The planner 115 may use the model as provided by modeler 110 to apply dependency rules to create inter-step dependencies between the various services. Based on the creation of the inter-step dependencies, planner 115 may proceed to develop an orchestration plan. In certain implementations, planner 115 may develop a step graph, as will be illustrated in detail below, prior to development of the orchestration plan. Planner 115 may use the model to determine whether specific steps are dependent or nondependent. Nondependent steps may then be identified and scheduled to execute concurrently. Nondependent steps may include any steps that do not depend on other steps within the plan and will be discussed in detail below.

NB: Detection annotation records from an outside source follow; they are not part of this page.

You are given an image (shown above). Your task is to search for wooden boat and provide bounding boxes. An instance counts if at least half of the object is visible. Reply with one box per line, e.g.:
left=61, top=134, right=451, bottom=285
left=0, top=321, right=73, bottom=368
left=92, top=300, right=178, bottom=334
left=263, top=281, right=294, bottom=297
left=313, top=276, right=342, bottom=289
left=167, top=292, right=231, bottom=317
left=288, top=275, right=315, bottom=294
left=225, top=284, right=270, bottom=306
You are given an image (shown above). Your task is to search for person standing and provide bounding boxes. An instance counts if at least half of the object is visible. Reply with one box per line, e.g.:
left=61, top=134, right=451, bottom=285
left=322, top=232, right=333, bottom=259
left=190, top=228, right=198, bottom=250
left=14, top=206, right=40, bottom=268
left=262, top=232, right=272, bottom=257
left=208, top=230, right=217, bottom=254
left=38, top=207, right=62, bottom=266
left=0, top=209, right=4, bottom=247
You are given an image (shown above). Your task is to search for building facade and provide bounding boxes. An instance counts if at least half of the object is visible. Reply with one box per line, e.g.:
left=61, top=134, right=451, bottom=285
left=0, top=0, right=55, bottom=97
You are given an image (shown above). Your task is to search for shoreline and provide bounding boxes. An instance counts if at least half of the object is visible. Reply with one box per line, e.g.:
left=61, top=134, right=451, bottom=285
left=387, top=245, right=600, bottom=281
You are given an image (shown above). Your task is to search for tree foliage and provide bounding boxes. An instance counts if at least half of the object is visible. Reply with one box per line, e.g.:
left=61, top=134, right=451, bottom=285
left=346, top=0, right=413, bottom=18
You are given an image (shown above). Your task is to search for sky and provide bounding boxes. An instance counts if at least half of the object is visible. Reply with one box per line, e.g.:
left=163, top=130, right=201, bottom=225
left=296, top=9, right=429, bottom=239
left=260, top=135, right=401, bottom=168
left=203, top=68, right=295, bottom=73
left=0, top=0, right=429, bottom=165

Planner 115 may be a physical device such as electronic circuitry that includes an integrated circuit, programmable circuit, application integrated circuit, controller, processor, semiconductor, processing resource, chipset, or other types of components capable of managing system 100. Alternatively, planner 115 may include instructions, e.g., stored on a machine-readable medium, that when executed by processor 105 develop the orchestration plan.
Dependency rules may be used to define the different types of relationships between services created in the model. For example, a set of dependency rules may apply to parent types of relationships. Another set of dependency rules may apply to child relationships, sibling relationships, or other relationships defined therein. Examples of relationships may include two or more services being related as siblings, whereby the services may operate concurrently and not rely on each other. Other types of relationships may include parent-child relationships, whereby the child service may rely on the parent service. In such a parent-child relationship, the child service may not be executed until the parent service is completed. The application of dependency rues by planner 115 results in inter-step dependencies between different steps representing state transitions in a set of services. To produce the inter-step dependencies for the state transitions, dependency rules may include a set of principles that define the state transitions for the different types of relationships within system 100.
An orchestration plan is produced by planner 115 upon creation of the inter-step dependencies. The orchestration plan defines an order for which steps will be executed. Because of the creation of the inter-step dependencies, the orchestration plan allows nondependent steps to be identified so that the execution of certain steps may proceed in parallel, thereby allowing certain nondependent steps to be executed concurrently.
System 100 may further include an executor 120, that executes the devised orchestration plan. The executor 120 may receive revised orchestration plans from planner 115 as the plans are revised based on automatically generated modifications or user input. Executor 120 may be a physical device such as electronic circuitry that includes an integrated circuit, programmable circuit, application integrated circuit, controller, processor, semiconductor, processing resource, chipset, or other types of components capable of managing system 100. Alternatively, executor 120 may include instructions, e.g., stored on a machine-readable medium, that when executed by processor 105 executes the orchestration plan.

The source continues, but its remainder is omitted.